"Let books be your dining table, / And you shall be full of delights. / Let them be your
And you shall sleep restful nights" (St. Ephraim the Syrian).

Wednesday, August 3, 2011

Episcopal Accountability

As I noted last fall when the publisher drew my attention to a the imminent publication of Michael J. Lacey and Francis Oakley, eds., The Crisis of Authority in Catholic Modernity (Oxford UP, 2011), viii+381pp.
we are living through a time in which any claims to ecclesial authority are controverted. This is true for bishops in several Orthodox Churches--including, inter alia, the OCA and the Antiochian Orthodox Archdiocese of North America--and it is true, a fortiori, for Catholic bishops the world over, but perhaps especially in North America and Ireland. Part of this has to do with the culture we inhabit at this moment in history, where emotivism, as Alasdair MacIntyre demonstrated, destroys the distinction between power and authority and makes all forms of authority appear inherently irrational and intrinsically manipulative; but much of it has to do with the bishops themselves and their conduct (or lack thereof) when dealing with, inter alia, financially corrupt or sexually abusive priests--or being abusers themselves as happened, e.g., not once but twice with two bishops in succession in the same diocese (Palm Beach, Florida between 1998 and 2002). The lack of accountability of such bishops is the real skandalon here for most people, and without addressing it the hierarchs are unlikely to recover some measure of hard-won respectability. In this regard, I was encouraged by the newly appointed archbishop of Philadelphia, Charles Chaput, when, in an interview with John Allen, he said:
JA: Do you think there are sufficient accountability provisions for bishops right now?
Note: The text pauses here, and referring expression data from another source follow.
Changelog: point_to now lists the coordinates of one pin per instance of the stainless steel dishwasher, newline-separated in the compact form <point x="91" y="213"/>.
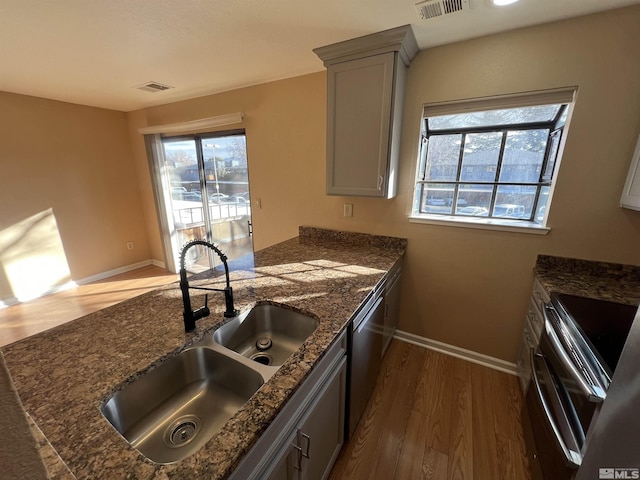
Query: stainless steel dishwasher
<point x="365" y="352"/>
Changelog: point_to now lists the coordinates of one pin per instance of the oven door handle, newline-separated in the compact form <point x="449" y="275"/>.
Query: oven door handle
<point x="594" y="393"/>
<point x="572" y="458"/>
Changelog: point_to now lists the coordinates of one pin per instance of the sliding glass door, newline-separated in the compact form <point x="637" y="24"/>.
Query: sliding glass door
<point x="208" y="181"/>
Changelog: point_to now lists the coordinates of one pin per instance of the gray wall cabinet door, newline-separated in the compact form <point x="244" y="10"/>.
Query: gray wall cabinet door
<point x="359" y="120"/>
<point x="631" y="194"/>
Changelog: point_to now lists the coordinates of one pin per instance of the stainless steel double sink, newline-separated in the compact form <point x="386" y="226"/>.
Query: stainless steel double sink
<point x="172" y="410"/>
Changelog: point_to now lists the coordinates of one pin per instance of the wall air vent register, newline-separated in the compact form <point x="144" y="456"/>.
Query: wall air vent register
<point x="438" y="8"/>
<point x="153" y="87"/>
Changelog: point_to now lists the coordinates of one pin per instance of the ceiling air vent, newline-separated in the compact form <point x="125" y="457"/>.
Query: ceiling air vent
<point x="438" y="8"/>
<point x="153" y="87"/>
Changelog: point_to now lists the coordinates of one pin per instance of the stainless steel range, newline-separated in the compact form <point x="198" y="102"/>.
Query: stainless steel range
<point x="572" y="367"/>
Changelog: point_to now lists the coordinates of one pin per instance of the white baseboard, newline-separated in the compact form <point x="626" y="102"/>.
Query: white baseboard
<point x="158" y="263"/>
<point x="469" y="355"/>
<point x="118" y="271"/>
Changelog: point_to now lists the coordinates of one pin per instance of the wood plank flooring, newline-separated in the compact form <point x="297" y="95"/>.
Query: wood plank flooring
<point x="28" y="318"/>
<point x="433" y="416"/>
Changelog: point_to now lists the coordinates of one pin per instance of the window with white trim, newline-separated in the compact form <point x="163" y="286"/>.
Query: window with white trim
<point x="491" y="160"/>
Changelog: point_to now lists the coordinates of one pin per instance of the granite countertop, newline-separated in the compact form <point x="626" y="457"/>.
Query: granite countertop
<point x="63" y="375"/>
<point x="604" y="281"/>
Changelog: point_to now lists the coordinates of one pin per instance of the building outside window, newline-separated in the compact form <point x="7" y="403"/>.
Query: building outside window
<point x="491" y="161"/>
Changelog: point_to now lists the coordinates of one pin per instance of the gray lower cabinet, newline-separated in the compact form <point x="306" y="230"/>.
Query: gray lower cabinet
<point x="304" y="440"/>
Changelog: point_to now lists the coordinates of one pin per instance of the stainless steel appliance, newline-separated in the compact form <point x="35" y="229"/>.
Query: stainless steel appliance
<point x="571" y="371"/>
<point x="613" y="450"/>
<point x="365" y="352"/>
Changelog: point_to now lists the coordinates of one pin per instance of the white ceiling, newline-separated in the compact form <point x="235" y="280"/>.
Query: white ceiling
<point x="93" y="52"/>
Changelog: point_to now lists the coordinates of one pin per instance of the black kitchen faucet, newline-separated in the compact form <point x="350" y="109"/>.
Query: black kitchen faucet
<point x="190" y="316"/>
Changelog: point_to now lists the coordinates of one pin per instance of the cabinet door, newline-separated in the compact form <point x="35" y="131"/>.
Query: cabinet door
<point x="358" y="125"/>
<point x="631" y="194"/>
<point x="392" y="307"/>
<point x="284" y="467"/>
<point x="321" y="432"/>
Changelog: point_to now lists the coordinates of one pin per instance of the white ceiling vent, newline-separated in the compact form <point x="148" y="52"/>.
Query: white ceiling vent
<point x="153" y="87"/>
<point x="438" y="8"/>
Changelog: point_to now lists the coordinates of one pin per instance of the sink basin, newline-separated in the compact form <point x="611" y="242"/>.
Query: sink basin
<point x="171" y="411"/>
<point x="268" y="334"/>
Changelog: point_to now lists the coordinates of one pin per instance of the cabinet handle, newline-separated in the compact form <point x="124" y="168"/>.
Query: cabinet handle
<point x="305" y="454"/>
<point x="298" y="464"/>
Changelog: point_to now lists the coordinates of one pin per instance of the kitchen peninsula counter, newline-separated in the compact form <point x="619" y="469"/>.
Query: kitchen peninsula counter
<point x="65" y="374"/>
<point x="600" y="280"/>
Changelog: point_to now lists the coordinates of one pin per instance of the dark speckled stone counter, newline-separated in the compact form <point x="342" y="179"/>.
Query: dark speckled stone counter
<point x="604" y="281"/>
<point x="63" y="375"/>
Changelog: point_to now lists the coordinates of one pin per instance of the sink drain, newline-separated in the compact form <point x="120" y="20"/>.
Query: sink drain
<point x="263" y="358"/>
<point x="264" y="343"/>
<point x="182" y="431"/>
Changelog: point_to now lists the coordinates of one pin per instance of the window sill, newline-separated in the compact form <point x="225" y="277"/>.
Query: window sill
<point x="516" y="226"/>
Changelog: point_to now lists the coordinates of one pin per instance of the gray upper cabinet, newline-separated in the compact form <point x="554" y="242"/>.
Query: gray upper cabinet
<point x="365" y="92"/>
<point x="631" y="193"/>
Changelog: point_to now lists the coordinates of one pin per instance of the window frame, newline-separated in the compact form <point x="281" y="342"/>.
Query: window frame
<point x="556" y="126"/>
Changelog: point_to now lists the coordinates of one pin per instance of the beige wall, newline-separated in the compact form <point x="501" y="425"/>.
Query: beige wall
<point x="464" y="287"/>
<point x="70" y="165"/>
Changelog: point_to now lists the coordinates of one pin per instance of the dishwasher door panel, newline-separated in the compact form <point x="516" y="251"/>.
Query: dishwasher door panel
<point x="366" y="350"/>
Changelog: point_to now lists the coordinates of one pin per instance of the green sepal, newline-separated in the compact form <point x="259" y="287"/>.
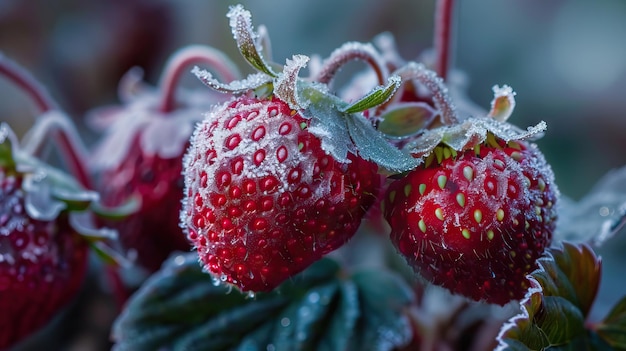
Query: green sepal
<point x="374" y="98"/>
<point x="131" y="206"/>
<point x="8" y="142"/>
<point x="246" y="38"/>
<point x="403" y="120"/>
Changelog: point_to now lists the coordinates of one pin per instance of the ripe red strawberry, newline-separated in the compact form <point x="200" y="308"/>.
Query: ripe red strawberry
<point x="476" y="221"/>
<point x="263" y="200"/>
<point x="43" y="259"/>
<point x="140" y="158"/>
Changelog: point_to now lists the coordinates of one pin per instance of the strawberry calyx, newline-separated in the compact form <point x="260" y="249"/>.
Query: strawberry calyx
<point x="50" y="193"/>
<point x="342" y="126"/>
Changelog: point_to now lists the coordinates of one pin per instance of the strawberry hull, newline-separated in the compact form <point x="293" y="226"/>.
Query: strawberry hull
<point x="476" y="224"/>
<point x="264" y="201"/>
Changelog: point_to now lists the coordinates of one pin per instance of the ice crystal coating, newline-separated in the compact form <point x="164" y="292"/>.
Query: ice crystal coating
<point x="349" y="52"/>
<point x="285" y="87"/>
<point x="241" y="86"/>
<point x="247" y="39"/>
<point x="435" y="85"/>
<point x="503" y="103"/>
<point x="470" y="133"/>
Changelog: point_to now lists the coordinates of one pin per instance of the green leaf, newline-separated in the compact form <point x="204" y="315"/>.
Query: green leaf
<point x="8" y="142"/>
<point x="613" y="327"/>
<point x="376" y="97"/>
<point x="181" y="308"/>
<point x="556" y="306"/>
<point x="373" y="146"/>
<point x="403" y="120"/>
<point x="246" y="38"/>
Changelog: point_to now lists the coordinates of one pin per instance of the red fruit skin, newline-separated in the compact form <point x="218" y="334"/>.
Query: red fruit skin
<point x="483" y="243"/>
<point x="42" y="265"/>
<point x="153" y="231"/>
<point x="263" y="200"/>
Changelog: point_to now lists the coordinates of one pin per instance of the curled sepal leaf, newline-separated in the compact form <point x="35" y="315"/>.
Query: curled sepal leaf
<point x="342" y="133"/>
<point x="469" y="133"/>
<point x="8" y="143"/>
<point x="436" y="86"/>
<point x="503" y="103"/>
<point x="285" y="87"/>
<point x="556" y="306"/>
<point x="251" y="82"/>
<point x="183" y="308"/>
<point x="376" y="97"/>
<point x="247" y="39"/>
<point x="613" y="328"/>
<point x="405" y="119"/>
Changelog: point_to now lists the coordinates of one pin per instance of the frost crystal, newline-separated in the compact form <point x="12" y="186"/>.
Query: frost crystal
<point x="471" y="132"/>
<point x="435" y="84"/>
<point x="247" y="39"/>
<point x="503" y="103"/>
<point x="349" y="52"/>
<point x="251" y="82"/>
<point x="285" y="87"/>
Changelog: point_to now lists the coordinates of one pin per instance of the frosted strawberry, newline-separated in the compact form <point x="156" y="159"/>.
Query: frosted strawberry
<point x="276" y="178"/>
<point x="264" y="201"/>
<point x="477" y="221"/>
<point x="44" y="239"/>
<point x="139" y="160"/>
<point x="478" y="213"/>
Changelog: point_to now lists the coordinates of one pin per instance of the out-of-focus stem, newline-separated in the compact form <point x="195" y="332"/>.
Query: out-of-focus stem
<point x="66" y="138"/>
<point x="443" y="35"/>
<point x="185" y="57"/>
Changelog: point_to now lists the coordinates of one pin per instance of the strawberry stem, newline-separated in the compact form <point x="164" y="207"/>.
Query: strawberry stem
<point x="185" y="57"/>
<point x="349" y="52"/>
<point x="64" y="133"/>
<point x="443" y="35"/>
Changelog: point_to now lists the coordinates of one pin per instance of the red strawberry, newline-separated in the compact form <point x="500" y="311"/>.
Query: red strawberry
<point x="43" y="259"/>
<point x="263" y="200"/>
<point x="476" y="221"/>
<point x="140" y="158"/>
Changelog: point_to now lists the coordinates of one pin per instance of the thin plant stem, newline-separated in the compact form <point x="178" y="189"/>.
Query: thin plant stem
<point x="443" y="36"/>
<point x="190" y="55"/>
<point x="65" y="138"/>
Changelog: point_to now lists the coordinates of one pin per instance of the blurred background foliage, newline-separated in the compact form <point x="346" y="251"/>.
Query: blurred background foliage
<point x="566" y="59"/>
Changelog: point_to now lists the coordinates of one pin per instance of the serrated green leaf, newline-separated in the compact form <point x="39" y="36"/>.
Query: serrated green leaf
<point x="383" y="324"/>
<point x="613" y="327"/>
<point x="246" y="38"/>
<point x="376" y="97"/>
<point x="372" y="146"/>
<point x="180" y="308"/>
<point x="342" y="325"/>
<point x="8" y="142"/>
<point x="554" y="310"/>
<point x="405" y="119"/>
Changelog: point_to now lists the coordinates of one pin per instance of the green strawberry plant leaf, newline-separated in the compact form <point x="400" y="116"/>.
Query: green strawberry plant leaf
<point x="376" y="97"/>
<point x="402" y="120"/>
<point x="613" y="328"/>
<point x="323" y="308"/>
<point x="246" y="38"/>
<point x="556" y="306"/>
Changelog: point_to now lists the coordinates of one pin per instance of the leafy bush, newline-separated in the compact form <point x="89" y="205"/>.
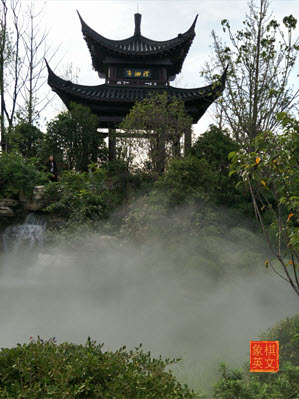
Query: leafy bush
<point x="214" y="146"/>
<point x="17" y="173"/>
<point x="44" y="369"/>
<point x="242" y="384"/>
<point x="185" y="179"/>
<point x="234" y="385"/>
<point x="72" y="138"/>
<point x="85" y="196"/>
<point x="26" y="139"/>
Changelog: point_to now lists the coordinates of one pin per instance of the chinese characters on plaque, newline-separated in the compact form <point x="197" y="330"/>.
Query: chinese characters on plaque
<point x="264" y="356"/>
<point x="137" y="73"/>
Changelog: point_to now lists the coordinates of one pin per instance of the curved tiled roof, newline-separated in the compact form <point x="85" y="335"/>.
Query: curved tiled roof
<point x="119" y="93"/>
<point x="196" y="100"/>
<point x="138" y="47"/>
<point x="138" y="44"/>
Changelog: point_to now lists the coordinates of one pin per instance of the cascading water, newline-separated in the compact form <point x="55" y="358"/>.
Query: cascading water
<point x="25" y="236"/>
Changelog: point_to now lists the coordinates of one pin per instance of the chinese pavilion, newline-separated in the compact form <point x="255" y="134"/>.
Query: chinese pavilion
<point x="133" y="69"/>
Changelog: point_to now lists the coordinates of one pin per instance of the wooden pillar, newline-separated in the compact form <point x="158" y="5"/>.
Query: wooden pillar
<point x="160" y="154"/>
<point x="187" y="142"/>
<point x="177" y="147"/>
<point x="112" y="144"/>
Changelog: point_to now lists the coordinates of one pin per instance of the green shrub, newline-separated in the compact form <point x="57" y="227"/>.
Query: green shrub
<point x="17" y="173"/>
<point x="84" y="196"/>
<point x="242" y="384"/>
<point x="44" y="369"/>
<point x="185" y="179"/>
<point x="26" y="139"/>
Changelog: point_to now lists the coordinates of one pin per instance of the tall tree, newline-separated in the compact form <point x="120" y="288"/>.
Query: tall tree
<point x="10" y="63"/>
<point x="156" y="124"/>
<point x="73" y="139"/>
<point x="23" y="48"/>
<point x="271" y="174"/>
<point x="260" y="58"/>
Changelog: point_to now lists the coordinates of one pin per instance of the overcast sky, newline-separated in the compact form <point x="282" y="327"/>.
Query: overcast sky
<point x="161" y="20"/>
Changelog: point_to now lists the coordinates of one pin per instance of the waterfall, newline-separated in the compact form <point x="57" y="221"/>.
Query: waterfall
<point x="25" y="236"/>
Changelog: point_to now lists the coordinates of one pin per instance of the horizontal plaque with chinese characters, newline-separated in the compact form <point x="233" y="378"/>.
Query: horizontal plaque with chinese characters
<point x="264" y="356"/>
<point x="138" y="73"/>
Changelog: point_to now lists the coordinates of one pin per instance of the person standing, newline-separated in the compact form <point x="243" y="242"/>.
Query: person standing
<point x="52" y="168"/>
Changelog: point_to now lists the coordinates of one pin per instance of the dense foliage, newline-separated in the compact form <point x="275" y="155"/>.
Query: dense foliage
<point x="91" y="195"/>
<point x="260" y="59"/>
<point x="44" y="369"/>
<point x="73" y="139"/>
<point x="164" y="120"/>
<point x="26" y="139"/>
<point x="271" y="174"/>
<point x="242" y="384"/>
<point x="19" y="174"/>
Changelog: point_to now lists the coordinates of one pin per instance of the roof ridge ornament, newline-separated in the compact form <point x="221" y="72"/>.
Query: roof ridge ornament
<point x="137" y="24"/>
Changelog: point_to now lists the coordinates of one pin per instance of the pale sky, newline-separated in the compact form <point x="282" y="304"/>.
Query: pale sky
<point x="161" y="20"/>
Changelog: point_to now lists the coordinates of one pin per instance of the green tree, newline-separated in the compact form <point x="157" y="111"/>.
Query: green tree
<point x="43" y="369"/>
<point x="17" y="173"/>
<point x="271" y="174"/>
<point x="26" y="139"/>
<point x="73" y="139"/>
<point x="243" y="384"/>
<point x="214" y="146"/>
<point x="162" y="121"/>
<point x="260" y="58"/>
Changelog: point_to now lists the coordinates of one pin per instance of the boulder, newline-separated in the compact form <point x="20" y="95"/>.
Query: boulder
<point x="5" y="211"/>
<point x="11" y="203"/>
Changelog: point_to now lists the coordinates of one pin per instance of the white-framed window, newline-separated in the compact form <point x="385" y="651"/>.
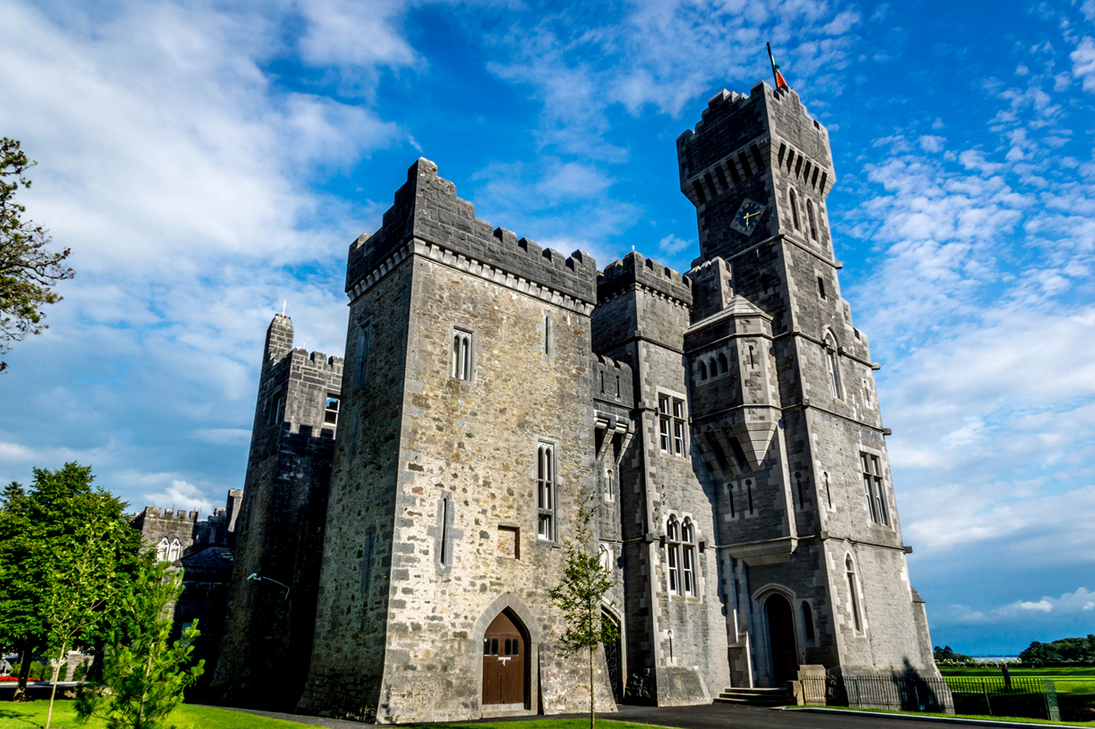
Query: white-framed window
<point x="671" y="424"/>
<point x="545" y="492"/>
<point x="853" y="592"/>
<point x="461" y="355"/>
<point x="331" y="411"/>
<point x="688" y="556"/>
<point x="673" y="555"/>
<point x="872" y="467"/>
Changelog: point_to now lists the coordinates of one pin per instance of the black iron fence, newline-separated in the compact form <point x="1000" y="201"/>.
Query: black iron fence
<point x="1021" y="697"/>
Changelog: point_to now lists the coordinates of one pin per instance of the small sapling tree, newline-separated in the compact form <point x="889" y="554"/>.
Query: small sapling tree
<point x="143" y="672"/>
<point x="580" y="594"/>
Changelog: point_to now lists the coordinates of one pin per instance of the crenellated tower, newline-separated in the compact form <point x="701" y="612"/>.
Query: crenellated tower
<point x="788" y="431"/>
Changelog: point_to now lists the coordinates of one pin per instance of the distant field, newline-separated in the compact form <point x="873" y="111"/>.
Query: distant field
<point x="1067" y="681"/>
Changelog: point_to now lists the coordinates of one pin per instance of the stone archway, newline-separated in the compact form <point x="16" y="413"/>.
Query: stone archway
<point x="783" y="649"/>
<point x="507" y="617"/>
<point x="505" y="662"/>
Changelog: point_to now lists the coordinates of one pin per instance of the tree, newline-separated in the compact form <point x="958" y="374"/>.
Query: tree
<point x="66" y="550"/>
<point x="143" y="673"/>
<point x="27" y="269"/>
<point x="580" y="594"/>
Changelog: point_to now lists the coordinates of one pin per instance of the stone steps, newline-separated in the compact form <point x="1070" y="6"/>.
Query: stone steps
<point x="753" y="696"/>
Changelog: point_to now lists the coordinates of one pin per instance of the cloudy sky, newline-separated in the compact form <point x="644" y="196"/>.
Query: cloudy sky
<point x="208" y="161"/>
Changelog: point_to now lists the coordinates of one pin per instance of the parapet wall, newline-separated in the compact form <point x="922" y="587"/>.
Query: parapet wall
<point x="635" y="268"/>
<point x="427" y="208"/>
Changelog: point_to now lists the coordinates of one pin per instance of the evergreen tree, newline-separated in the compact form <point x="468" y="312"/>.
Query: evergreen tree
<point x="580" y="594"/>
<point x="143" y="672"/>
<point x="27" y="269"/>
<point x="66" y="550"/>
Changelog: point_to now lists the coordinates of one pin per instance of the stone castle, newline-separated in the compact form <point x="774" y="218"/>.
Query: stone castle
<point x="404" y="508"/>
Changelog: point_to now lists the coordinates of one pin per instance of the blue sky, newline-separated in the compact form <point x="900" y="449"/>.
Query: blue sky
<point x="207" y="161"/>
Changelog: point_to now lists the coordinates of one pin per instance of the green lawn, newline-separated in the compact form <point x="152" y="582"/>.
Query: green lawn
<point x="969" y="716"/>
<point x="1067" y="681"/>
<point x="32" y="715"/>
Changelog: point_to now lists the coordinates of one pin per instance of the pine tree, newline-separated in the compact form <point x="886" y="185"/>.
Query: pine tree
<point x="143" y="672"/>
<point x="580" y="594"/>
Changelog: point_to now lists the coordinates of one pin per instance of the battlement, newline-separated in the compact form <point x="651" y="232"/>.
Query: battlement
<point x="317" y="360"/>
<point x="427" y="209"/>
<point x="737" y="137"/>
<point x="637" y="269"/>
<point x="612" y="382"/>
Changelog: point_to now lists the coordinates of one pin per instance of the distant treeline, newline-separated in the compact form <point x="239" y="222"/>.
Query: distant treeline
<point x="1065" y="650"/>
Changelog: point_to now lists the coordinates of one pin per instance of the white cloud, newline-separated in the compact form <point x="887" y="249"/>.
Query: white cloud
<point x="181" y="495"/>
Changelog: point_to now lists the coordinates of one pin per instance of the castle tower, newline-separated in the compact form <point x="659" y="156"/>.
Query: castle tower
<point x="269" y="620"/>
<point x="677" y="634"/>
<point x="471" y="442"/>
<point x="784" y="409"/>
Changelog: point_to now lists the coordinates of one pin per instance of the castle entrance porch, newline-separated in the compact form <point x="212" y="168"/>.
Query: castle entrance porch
<point x="781" y="631"/>
<point x="505" y="657"/>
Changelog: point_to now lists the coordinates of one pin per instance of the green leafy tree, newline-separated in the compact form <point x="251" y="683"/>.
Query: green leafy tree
<point x="143" y="672"/>
<point x="66" y="550"/>
<point x="27" y="268"/>
<point x="580" y="594"/>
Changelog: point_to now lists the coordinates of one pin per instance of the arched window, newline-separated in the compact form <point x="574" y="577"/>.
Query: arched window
<point x="853" y="593"/>
<point x="175" y="551"/>
<point x="673" y="554"/>
<point x="809" y="216"/>
<point x="807" y="622"/>
<point x="688" y="556"/>
<point x="832" y="366"/>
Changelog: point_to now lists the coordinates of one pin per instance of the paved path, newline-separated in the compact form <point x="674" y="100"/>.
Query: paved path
<point x="715" y="716"/>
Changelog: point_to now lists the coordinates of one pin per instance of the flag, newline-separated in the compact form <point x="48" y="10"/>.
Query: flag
<point x="780" y="83"/>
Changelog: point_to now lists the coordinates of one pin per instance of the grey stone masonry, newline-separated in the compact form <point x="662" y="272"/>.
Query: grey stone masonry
<point x="793" y="439"/>
<point x="723" y="421"/>
<point x="272" y="597"/>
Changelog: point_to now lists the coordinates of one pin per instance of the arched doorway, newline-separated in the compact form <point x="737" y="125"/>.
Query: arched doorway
<point x="613" y="660"/>
<point x="781" y="633"/>
<point x="505" y="658"/>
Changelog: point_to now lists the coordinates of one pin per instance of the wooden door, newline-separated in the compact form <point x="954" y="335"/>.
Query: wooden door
<point x="781" y="631"/>
<point x="504" y="657"/>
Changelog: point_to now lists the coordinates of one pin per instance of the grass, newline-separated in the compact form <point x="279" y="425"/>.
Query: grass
<point x="961" y="716"/>
<point x="32" y="715"/>
<point x="1065" y="680"/>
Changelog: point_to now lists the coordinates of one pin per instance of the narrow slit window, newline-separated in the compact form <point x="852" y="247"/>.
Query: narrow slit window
<point x="362" y="356"/>
<point x="853" y="594"/>
<point x="545" y="492"/>
<point x="331" y="411"/>
<point x="688" y="556"/>
<point x="673" y="554"/>
<point x="461" y="355"/>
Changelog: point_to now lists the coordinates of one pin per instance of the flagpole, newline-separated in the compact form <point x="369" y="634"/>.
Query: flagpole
<point x="771" y="60"/>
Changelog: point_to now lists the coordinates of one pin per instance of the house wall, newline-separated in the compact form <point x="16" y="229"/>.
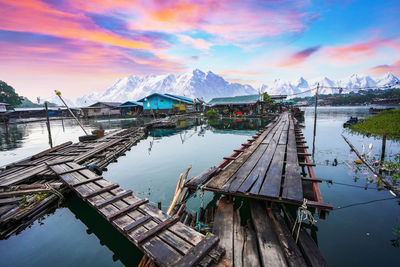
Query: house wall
<point x="158" y="102"/>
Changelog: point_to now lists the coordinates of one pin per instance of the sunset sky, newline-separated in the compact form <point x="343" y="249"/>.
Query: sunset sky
<point x="83" y="46"/>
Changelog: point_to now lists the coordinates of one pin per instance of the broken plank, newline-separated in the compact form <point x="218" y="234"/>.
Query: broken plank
<point x="113" y="199"/>
<point x="160" y="227"/>
<point x="101" y="190"/>
<point x="198" y="252"/>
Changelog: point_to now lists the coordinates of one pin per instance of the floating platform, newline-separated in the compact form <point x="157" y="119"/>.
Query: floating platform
<point x="268" y="167"/>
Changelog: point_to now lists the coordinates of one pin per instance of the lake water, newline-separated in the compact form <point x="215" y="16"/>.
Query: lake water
<point x="358" y="232"/>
CC: I'll say something that many people in the church aren't saying, which is that we ought to study this question and reflect on it very seriously. We should take up the issue of accountability, including accountability for bishops, in a formal, clear, and decisive kind of way.
To which let all the faithful say: Amen, and Amen. Clearly this is an archbishop who is ἄξιος.

I spent a great deal of time in my book Orthodoxy and the Roman Papacy: Ut Unum Sint and the Prospects of East-West Unity
sketching out the diverse ways in which various Eastern Churches are synodally structured. When it works, synodality within a patriarchal church is a marvellous gift in which it is clearly possible to see "accountability" in action--to find instances of "fraternal correction" by and among bishops together (following Apostolic Canon 34) with the one who is their "head."

No system is perfect, but much of what frustrates Western Christians, especially Roman Catholics today, is precisely the lack of any visible correction by bishops of bishops. Part of this is by design: Catholic "episcopal conferences" (as one must ceaselessly remind even those who should know better) are most certainly not the equivalent of a synod. The former have no real authority whereas the latter in the East are legislative, electoral, and disciplinary bodies with real powers expressed in diverse forms that I review in great detail. I also show that the West, too, has a very long and venerable history of real synodality that was gradually lost in the second millennium, but desperately needs to be recovered today.